Jedyne jak dotąd zwycięstwo Polski nad Anglią miało miejsce dokładnie 6 czerwca 1973 roku. W spotkaniu w ramach eliminacji do mistrzostw świata w roku 1974, reprezentacja prowadzona przez Kazimierza Górskiego wygrała wówczas na Stadionie Śląskim w Chorzowie 2:0. Bramki w tamtym historycznym triumfie zdobyli Robert Gadocha i Włodzimierz Lubański, który ma z tamtego meczu bardzo mieszane odczucia.

Kilka minut po strzelonym golu Lubański został sfaulowany przez Roya McFarlanda, co skończyło się groźnie wyglądającą kontuzją. Reprezentant Polski nie był w stanie zejść z boiska o własnych siłach. Późniejsze badania w szpitalu wykazały, że Włodzimierz Lubański zerwał więzadła w kolanie. Kontuzja ta na wiele miesięcy zastopowała jego świetnie rozwijającą się karierę.

Legendarne Wembley, klaun Tomaszewski

Po kilku miesiącach, dokładnie 17 października 1973 roku, obie reprezentacje spotkały się ponownie, by rozegrać rewanż w ramach eliminacji do mundialu. Anglicy byli bardzo pewni wygranej i mimo porażki w poprzednim spotkaniu traktowali Polaków bardzo lekceważąco.
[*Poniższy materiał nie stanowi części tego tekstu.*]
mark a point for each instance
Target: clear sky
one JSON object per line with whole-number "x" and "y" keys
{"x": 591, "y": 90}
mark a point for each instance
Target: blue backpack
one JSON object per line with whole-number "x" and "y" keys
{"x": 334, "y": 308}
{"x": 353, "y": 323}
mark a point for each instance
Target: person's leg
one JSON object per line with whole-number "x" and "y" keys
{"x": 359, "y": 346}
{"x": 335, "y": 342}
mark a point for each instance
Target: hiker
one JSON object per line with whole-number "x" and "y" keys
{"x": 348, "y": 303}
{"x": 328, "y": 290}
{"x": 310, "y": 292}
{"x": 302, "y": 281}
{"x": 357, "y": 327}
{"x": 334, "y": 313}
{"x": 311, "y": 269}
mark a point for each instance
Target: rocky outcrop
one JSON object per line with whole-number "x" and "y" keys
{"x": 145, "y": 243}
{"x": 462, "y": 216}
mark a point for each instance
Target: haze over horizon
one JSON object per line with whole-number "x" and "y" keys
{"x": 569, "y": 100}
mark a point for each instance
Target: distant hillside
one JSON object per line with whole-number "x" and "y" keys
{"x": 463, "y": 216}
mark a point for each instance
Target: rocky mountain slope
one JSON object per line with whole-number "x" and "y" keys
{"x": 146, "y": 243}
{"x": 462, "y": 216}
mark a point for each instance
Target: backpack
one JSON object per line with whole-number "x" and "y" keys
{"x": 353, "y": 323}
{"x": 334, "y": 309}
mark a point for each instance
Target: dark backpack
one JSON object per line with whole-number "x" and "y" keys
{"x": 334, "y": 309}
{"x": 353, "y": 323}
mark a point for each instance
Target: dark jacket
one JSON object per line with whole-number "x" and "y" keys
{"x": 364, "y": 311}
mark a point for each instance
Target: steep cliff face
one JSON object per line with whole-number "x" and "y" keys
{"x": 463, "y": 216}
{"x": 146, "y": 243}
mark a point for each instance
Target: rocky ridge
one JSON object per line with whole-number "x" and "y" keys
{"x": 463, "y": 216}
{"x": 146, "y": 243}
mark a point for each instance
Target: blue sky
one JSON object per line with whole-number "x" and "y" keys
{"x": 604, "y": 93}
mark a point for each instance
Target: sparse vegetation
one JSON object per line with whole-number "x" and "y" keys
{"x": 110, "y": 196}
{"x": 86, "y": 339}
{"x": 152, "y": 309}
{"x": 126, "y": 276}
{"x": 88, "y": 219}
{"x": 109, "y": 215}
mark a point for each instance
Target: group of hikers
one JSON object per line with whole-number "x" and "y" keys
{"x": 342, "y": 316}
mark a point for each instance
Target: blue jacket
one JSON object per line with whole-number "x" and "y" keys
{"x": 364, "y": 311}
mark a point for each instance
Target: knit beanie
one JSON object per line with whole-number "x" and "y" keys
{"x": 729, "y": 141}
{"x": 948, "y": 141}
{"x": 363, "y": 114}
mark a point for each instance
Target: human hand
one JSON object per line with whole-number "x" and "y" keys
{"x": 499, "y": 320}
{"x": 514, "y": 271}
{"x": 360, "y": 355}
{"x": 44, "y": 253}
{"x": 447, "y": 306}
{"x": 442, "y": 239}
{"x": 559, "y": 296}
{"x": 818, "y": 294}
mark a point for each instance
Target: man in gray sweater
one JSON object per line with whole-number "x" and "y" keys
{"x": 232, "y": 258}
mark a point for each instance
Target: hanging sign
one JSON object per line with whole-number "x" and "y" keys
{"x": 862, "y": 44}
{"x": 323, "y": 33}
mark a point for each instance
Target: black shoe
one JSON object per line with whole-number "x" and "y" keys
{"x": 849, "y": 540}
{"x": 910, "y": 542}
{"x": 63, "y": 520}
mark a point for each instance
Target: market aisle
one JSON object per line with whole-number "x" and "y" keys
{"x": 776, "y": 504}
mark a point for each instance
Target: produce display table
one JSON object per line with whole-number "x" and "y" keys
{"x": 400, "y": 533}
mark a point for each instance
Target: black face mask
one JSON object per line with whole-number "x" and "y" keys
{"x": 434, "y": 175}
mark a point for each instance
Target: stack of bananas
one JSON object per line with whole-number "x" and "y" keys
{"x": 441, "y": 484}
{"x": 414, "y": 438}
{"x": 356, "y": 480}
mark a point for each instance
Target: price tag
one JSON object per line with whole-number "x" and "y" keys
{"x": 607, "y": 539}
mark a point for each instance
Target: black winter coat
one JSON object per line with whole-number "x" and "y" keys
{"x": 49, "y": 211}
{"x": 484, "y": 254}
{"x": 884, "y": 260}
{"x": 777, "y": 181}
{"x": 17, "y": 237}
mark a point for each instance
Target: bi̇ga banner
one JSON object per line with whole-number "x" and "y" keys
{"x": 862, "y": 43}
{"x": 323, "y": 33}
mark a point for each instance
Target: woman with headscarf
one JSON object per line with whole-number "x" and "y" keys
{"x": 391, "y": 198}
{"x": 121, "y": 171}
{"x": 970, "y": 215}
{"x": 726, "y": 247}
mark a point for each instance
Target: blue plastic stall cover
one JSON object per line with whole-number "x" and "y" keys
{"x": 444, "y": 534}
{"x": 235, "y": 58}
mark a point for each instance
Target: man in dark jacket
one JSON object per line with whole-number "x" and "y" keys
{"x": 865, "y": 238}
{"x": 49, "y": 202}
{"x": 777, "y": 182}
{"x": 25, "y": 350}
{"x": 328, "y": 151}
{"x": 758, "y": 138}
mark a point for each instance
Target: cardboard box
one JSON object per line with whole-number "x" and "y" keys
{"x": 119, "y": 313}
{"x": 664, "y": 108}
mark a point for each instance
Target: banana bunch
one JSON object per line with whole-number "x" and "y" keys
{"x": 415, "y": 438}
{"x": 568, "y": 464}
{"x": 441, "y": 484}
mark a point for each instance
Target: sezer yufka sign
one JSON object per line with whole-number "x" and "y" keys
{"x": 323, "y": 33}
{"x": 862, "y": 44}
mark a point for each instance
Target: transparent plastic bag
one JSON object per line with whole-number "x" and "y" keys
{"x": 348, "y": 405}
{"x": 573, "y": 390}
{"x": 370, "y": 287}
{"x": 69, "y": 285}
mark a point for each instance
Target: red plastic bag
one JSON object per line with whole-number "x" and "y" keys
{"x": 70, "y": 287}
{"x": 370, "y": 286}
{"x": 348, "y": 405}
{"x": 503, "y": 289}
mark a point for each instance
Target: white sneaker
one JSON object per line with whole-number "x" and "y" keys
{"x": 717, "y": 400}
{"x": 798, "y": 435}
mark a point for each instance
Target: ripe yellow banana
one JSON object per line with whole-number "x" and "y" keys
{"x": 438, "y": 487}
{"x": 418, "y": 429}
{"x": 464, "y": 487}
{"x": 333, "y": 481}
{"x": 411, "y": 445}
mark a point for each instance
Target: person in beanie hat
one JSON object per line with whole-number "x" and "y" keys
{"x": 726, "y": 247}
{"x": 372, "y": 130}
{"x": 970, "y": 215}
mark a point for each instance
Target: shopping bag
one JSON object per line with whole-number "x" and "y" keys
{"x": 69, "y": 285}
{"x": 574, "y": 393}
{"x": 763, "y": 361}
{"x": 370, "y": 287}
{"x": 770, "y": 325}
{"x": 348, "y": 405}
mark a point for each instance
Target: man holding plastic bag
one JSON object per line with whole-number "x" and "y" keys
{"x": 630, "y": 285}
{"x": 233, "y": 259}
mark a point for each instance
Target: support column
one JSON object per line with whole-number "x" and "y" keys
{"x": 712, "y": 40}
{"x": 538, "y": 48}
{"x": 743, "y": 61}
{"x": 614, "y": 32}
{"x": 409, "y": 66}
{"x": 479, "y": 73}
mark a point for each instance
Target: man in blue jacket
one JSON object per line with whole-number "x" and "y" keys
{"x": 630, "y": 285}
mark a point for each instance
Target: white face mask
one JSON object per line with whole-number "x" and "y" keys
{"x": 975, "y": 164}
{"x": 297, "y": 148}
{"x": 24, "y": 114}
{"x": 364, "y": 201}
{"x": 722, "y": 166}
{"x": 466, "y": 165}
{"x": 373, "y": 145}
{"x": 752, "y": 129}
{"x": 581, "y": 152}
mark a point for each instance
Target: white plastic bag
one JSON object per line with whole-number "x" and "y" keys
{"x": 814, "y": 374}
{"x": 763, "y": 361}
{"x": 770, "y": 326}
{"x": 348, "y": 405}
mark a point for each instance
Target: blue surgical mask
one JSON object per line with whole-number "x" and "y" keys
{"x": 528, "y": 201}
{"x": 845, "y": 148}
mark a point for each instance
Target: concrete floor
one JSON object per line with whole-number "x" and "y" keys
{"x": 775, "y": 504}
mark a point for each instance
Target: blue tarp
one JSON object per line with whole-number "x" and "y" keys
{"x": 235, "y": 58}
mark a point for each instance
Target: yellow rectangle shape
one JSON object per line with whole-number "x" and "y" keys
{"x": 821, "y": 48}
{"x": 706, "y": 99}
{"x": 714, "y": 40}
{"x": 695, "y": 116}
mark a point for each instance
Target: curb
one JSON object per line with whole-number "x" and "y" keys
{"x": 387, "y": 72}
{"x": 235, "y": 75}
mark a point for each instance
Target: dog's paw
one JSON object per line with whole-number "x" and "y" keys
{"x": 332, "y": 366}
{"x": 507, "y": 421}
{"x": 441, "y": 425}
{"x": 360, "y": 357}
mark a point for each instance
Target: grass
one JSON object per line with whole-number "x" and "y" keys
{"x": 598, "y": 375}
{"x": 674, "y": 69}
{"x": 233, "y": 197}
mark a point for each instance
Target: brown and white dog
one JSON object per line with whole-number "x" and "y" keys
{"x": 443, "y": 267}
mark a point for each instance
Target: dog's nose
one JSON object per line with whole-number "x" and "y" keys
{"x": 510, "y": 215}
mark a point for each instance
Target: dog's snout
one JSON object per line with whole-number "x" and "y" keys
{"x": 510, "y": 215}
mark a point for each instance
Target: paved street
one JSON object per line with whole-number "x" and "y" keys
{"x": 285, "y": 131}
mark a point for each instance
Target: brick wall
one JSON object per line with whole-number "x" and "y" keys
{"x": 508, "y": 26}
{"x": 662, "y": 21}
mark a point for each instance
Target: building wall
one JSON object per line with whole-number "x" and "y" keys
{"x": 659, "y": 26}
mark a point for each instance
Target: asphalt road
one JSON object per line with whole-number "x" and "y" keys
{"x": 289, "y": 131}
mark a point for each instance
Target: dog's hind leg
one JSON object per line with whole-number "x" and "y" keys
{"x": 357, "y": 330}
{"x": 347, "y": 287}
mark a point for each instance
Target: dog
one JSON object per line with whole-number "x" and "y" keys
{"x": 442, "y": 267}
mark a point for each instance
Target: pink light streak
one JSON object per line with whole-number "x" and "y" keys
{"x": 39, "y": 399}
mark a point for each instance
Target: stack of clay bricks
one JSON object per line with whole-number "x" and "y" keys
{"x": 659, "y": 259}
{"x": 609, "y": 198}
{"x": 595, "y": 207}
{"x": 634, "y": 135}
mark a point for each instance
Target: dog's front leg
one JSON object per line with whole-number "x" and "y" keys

„Tomaszewski to klaun, Gorgoń taki bezmyślny bokser, Deyna pałogłowiec, a Lato to się nadaje do lekkoatletyki, a nie piłki nożnej” – tak wypowiadał się przed meczem trener Brian Clough. Jego słowa doskonale utkwiły w pamięci Janowi Tomaszewskiemu, który przywołał je po latach w wywiadzie dla TVP Sport.

To właśnie Jan Tomaszewski, który kilka razy ratował Polskę przed stratą gola, od 10. minuty spotkania grający z kontuzjowaną ręką, był jednym z bohaterów spotkania na Wembley. Jego parady oraz bramka Jana Domarskiego, na którą Anglicy odpowiedzieli tylko raz, golem Allana Clarke’a sprawiły, że Polacy zapewnili sobie awans na mundial kosztem faworyzowanych gospodarzy. Sensacyjny rezultat tego meczu sprawił, że o Polakach zrobiło się bardzo głośno w piłkarskim świecie.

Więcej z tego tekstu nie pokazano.